The name of the former Gilas captain was among those prominently mentioned as deserving of the position in the wake of the resignation of Yeng Guiao.
While he’s leaving it all up to the powers that be in the Samahang Basketbol ng Pilipinas (SBP) to make the decision, the 41-year-old former PBA MVP said he’s more than willing to accept it should an offer come along.
“I would be ready,” Alapag said during the press conference launching the 2019 East Asia League Terrific 12 on Tuesday at the Tap Seac Multisport Pavilion where he appeared as representative of the FIBA Player’s Commission.
“That job is a unique opportunity, but comes with a huge responsibility.”
Just like majority of basketball-loving Filipinos, Alapag was deeply hurt following the fate suffered by the national team in the recent FIBA World Cup which saw Gilas finish dead-last in the 32-team field.
And it gives him more than enough reason to make himself available to serve.
“It’s humbling. It’s an absolute honor,” said Alapag. “You guys know how much the Gilas program means to me, having been a part of the program for so long.”
“It was tough because I think we all know that it wasn’t our best performance and we’re capable of much, much better,” he said. “But it happens. So rather than blaming anyone or anything like that, it’s just a matter of how can we move forward and be better.”
Alapag did agree with Guiao that preparation is the key to achieving success in international tournaments.
With the country set to host the 2023 edition of the World Cup, the current San Miguel Beer deputy coach believes Gilas is capable of doing a better job than its recent stint in the quadrennial meet.
“There’s time.

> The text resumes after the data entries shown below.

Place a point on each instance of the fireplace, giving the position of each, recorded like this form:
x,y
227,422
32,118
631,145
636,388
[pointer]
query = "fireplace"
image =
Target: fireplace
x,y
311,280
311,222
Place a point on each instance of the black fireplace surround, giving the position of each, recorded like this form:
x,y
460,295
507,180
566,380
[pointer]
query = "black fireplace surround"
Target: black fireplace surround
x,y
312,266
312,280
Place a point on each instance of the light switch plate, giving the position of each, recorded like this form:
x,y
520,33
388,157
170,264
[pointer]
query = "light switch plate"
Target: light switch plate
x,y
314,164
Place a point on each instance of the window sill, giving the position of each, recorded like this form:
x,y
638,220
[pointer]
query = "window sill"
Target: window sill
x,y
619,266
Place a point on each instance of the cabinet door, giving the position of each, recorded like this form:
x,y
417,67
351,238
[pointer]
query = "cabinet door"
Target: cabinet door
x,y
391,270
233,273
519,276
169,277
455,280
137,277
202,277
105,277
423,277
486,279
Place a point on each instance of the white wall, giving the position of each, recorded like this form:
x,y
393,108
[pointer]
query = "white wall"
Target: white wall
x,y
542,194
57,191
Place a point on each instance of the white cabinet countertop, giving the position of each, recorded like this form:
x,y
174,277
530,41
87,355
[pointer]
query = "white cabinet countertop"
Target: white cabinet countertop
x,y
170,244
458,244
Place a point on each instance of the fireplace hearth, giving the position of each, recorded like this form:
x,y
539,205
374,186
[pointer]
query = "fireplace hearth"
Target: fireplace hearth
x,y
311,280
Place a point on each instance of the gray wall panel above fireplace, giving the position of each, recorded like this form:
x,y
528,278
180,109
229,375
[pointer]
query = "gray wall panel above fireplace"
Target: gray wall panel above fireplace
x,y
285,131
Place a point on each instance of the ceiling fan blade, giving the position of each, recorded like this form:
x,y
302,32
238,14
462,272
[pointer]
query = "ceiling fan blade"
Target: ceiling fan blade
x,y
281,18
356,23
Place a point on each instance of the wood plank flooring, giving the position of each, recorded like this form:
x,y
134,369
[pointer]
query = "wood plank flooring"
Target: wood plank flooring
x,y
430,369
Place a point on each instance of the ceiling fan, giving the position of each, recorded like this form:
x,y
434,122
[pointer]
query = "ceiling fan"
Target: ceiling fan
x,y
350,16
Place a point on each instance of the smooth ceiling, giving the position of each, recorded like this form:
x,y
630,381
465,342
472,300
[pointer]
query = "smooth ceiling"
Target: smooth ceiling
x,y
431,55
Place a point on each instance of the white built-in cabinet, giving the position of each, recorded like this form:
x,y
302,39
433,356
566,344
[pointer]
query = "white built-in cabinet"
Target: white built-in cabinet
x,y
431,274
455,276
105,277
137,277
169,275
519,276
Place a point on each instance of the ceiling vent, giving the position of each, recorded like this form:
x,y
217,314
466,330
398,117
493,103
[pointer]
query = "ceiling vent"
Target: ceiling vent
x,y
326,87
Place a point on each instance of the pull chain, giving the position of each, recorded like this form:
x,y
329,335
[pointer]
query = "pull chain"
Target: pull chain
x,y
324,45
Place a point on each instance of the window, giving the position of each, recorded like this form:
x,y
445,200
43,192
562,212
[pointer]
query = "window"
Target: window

But that time will pass really fast, so it’s really important whoever makes the decision in terms of what will happen to the program going forward should understand what we want to do,” he said.
“Coordinate with the PBA, maybe the UAAP and NCAA and just try to figure out what would be the best plan going forward for the program because I don’t think in our country talent is a question. It’s just a matter of getting the most out of that talent and being able to play at that level once we get to the World Cup.”